PyData Boston 2025

Surviving the Agentic Hype with Small Language Models
2025-12-10 , Thomas Paul

The AI landscape is abuzz with talk of "agentic intelligence" and "autonomous reasoning." But beneath the hype, a quieter revolution is underway: Small Language Models (SLMs) are starting to perform the core reasoning and orchestration tasks once thought to require massive LLMs. In this talk, we’ll demystify the current state of “AI agents,” show how compact models like Phi-2, xLAM 8B, and Nemotron-H 9B can plan, reason, and call tools effectively, and demonstrate how you can deploy them on consumer-grade hardware. Using Python and lightweight frameworks such as LangChain, we’ll show how anyone can quickly build and experiment with their own local agentic systems. Attendees will leave with a grounded understanding of agent architectures, SLM capabilities, and a roadmap for running useful agents without the GPU farm.

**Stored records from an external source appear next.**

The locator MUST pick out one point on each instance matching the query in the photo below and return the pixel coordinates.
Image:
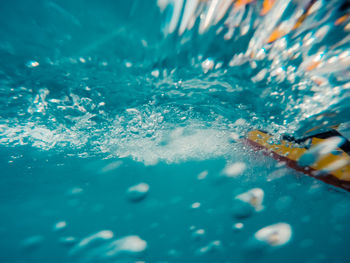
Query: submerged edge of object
(327, 178)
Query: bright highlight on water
(175, 131)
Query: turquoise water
(121, 132)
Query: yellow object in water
(324, 156)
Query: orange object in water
(332, 168)
(276, 34)
(267, 5)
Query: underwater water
(122, 127)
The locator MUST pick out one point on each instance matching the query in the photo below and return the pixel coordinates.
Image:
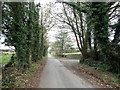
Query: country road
(55, 75)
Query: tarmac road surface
(55, 75)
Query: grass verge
(14, 79)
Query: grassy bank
(103, 71)
(14, 79)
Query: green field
(4, 59)
(72, 53)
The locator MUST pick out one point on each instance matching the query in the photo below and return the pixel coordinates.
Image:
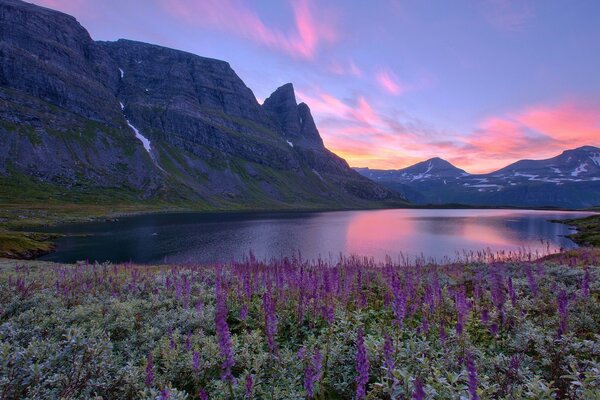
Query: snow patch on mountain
(580, 169)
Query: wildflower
(243, 312)
(473, 380)
(149, 370)
(585, 283)
(388, 355)
(202, 395)
(223, 334)
(399, 303)
(362, 366)
(562, 304)
(188, 342)
(270, 321)
(462, 309)
(531, 281)
(164, 394)
(249, 386)
(511, 292)
(419, 392)
(196, 361)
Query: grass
(292, 329)
(25, 245)
(588, 230)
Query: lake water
(200, 237)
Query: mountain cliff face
(148, 122)
(570, 180)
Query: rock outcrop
(72, 111)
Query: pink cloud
(368, 135)
(388, 82)
(234, 16)
(350, 69)
(79, 7)
(537, 132)
(507, 15)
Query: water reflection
(195, 237)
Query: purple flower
(562, 305)
(301, 353)
(473, 380)
(164, 394)
(196, 361)
(531, 281)
(188, 341)
(585, 283)
(511, 292)
(223, 334)
(149, 370)
(443, 335)
(249, 386)
(399, 303)
(244, 312)
(270, 321)
(462, 309)
(388, 356)
(202, 395)
(419, 392)
(362, 366)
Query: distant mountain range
(569, 180)
(125, 121)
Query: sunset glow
(492, 82)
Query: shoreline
(24, 237)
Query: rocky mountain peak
(295, 120)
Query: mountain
(569, 180)
(432, 169)
(82, 120)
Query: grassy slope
(588, 230)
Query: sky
(480, 83)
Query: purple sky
(481, 83)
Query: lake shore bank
(22, 226)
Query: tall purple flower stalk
(419, 391)
(149, 370)
(223, 334)
(511, 292)
(249, 386)
(473, 380)
(531, 281)
(585, 283)
(399, 303)
(270, 321)
(196, 361)
(462, 309)
(362, 366)
(388, 356)
(202, 395)
(562, 305)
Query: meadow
(297, 329)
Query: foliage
(293, 329)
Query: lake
(222, 237)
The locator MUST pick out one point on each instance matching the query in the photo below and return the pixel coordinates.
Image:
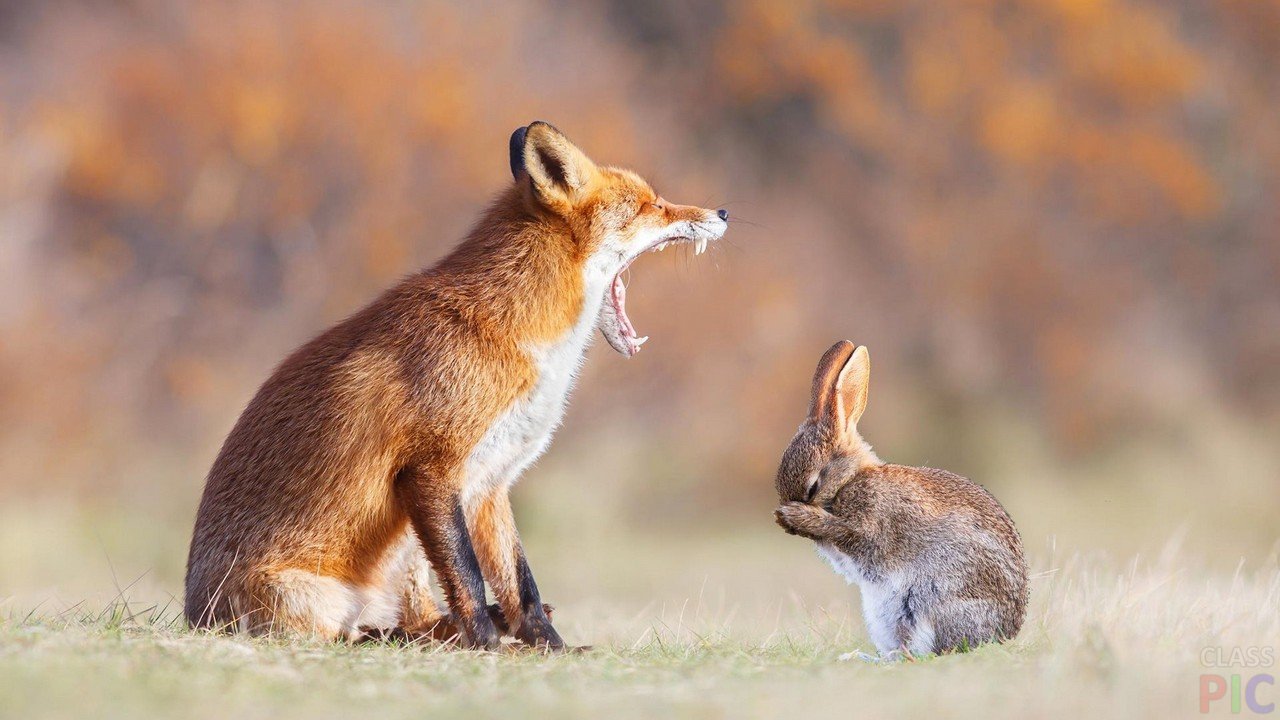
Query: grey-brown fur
(937, 557)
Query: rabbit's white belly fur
(882, 605)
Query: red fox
(385, 447)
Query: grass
(1102, 639)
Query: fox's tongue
(615, 324)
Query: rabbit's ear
(823, 404)
(851, 386)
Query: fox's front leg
(502, 557)
(808, 520)
(434, 506)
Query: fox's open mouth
(615, 324)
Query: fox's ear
(853, 383)
(556, 168)
(823, 404)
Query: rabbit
(936, 556)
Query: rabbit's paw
(801, 519)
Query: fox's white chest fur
(522, 433)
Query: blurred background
(1054, 223)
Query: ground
(1102, 639)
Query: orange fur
(378, 428)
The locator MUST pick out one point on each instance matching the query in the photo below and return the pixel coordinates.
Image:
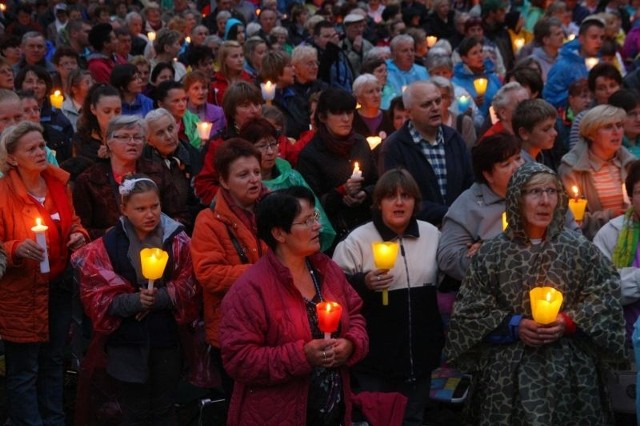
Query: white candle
(204, 130)
(357, 173)
(41, 238)
(268, 91)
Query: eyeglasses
(273, 146)
(536, 193)
(312, 220)
(127, 138)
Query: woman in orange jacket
(35, 301)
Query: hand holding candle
(577, 205)
(41, 239)
(545, 304)
(153, 260)
(328, 317)
(56, 99)
(384, 257)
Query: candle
(56, 99)
(545, 304)
(268, 91)
(577, 205)
(41, 238)
(464, 102)
(518, 44)
(357, 173)
(374, 141)
(204, 129)
(328, 317)
(384, 257)
(153, 262)
(591, 62)
(480, 84)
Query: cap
(352, 18)
(492, 6)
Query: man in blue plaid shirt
(435, 154)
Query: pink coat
(263, 331)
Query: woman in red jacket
(35, 306)
(285, 371)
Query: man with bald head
(434, 154)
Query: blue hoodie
(463, 77)
(569, 67)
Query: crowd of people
(265, 147)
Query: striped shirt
(435, 154)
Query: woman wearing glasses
(597, 165)
(277, 172)
(525, 372)
(95, 194)
(406, 335)
(286, 372)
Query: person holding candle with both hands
(522, 369)
(285, 371)
(137, 325)
(406, 336)
(35, 306)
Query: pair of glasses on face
(536, 193)
(311, 220)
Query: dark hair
(393, 180)
(492, 150)
(590, 21)
(139, 187)
(257, 129)
(334, 100)
(605, 70)
(626, 99)
(197, 54)
(279, 209)
(232, 149)
(87, 121)
(527, 77)
(39, 71)
(633, 177)
(237, 94)
(161, 66)
(163, 89)
(98, 35)
(370, 64)
(122, 75)
(529, 113)
(320, 25)
(467, 44)
(63, 51)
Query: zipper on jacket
(412, 378)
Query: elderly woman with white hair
(180, 159)
(95, 194)
(369, 119)
(597, 166)
(461, 122)
(504, 104)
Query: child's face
(543, 134)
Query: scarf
(627, 243)
(338, 146)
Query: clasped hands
(535, 334)
(328, 353)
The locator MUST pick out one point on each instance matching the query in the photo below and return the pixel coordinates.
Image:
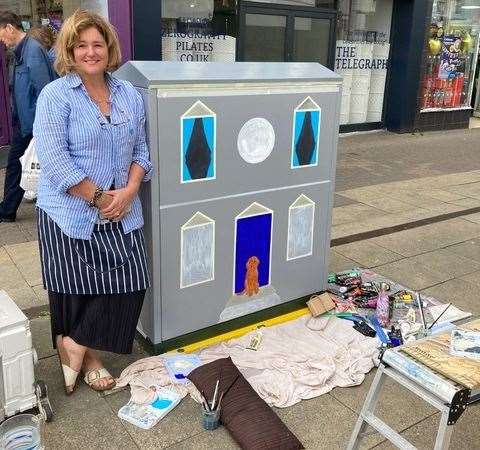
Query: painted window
(306, 134)
(300, 228)
(198, 136)
(197, 251)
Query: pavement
(407, 206)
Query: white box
(17, 358)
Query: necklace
(101, 100)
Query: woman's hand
(120, 204)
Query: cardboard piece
(320, 304)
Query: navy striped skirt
(111, 262)
(95, 288)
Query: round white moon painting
(256, 140)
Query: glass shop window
(361, 57)
(51, 13)
(198, 30)
(451, 55)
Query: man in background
(32, 71)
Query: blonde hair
(69, 36)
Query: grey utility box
(238, 212)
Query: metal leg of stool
(368, 407)
(444, 432)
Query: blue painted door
(253, 238)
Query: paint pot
(21, 432)
(210, 419)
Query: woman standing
(90, 139)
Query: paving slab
(429, 237)
(446, 262)
(469, 249)
(412, 274)
(353, 213)
(367, 253)
(82, 420)
(423, 434)
(461, 293)
(467, 190)
(388, 204)
(397, 406)
(338, 263)
(340, 200)
(12, 234)
(472, 278)
(440, 194)
(26, 257)
(475, 218)
(321, 423)
(467, 202)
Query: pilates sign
(197, 47)
(348, 57)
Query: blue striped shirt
(74, 141)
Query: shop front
(450, 58)
(406, 64)
(351, 37)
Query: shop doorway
(253, 239)
(279, 33)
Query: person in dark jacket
(46, 36)
(32, 71)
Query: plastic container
(210, 419)
(22, 432)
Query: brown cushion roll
(250, 421)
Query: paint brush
(441, 314)
(215, 395)
(206, 401)
(220, 401)
(420, 307)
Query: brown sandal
(94, 375)
(69, 375)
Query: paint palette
(146, 416)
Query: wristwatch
(96, 196)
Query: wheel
(41, 389)
(47, 410)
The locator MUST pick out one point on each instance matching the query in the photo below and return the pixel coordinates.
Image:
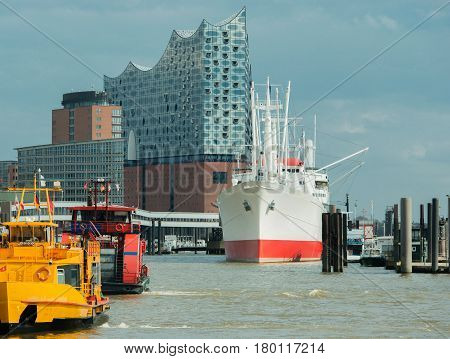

“Agentic AI” has quickly become one of the most overused phrases in tech. Every week brings new claims about autonomous systems, but most boil down to the same fundamental idea: an agent is a system that uses language models to plan and execute. It breaks a task into steps, uses tools to accomplish them, and writes code, usually Python, to bridge the gaps.

Over the last 3 years, when chain-of-thought models were first introduced, these abilities were assumed to require large, generalized language models with tens or hundreds of billions of parameters. But recent studies from NVIDIA and Georgia Tech challenge that assumption. Their findings show that compact language models models like xLAM 8B, Phi-2 (2.7B), and Nemotron-H 9B can reason, orchestrate tools, and generate code nearly as effectively as their 10x larger cousins - while being small enough to run on consumer-grade hardware.

Agents aren’t just for huge research labs anymore. Using Python and frameworks like LangChain or LlamaIndex, developers can now build, test, and iterate on agent architectures on their local machines. With just a few lines of Python, you can connect a small model to external tools (APIs, databases, scripts), watch its reasoning steps, and experiment with different prompting strategies.

This talk explores what this shift means for the future of agents. We'll walk through:
- The three pillars of agents: planning, tool use, and code generation.
- How Small Language Models (SLMs), combined with Python orchestration frameworks, enable local experimentation.
- A live demo showing a small model performing real-world agentic reasoning on a standard laptop, using LangChain to chain together reasoning and tool calls.
- Practical trade-offs between accuracy, speed, and hardware resources.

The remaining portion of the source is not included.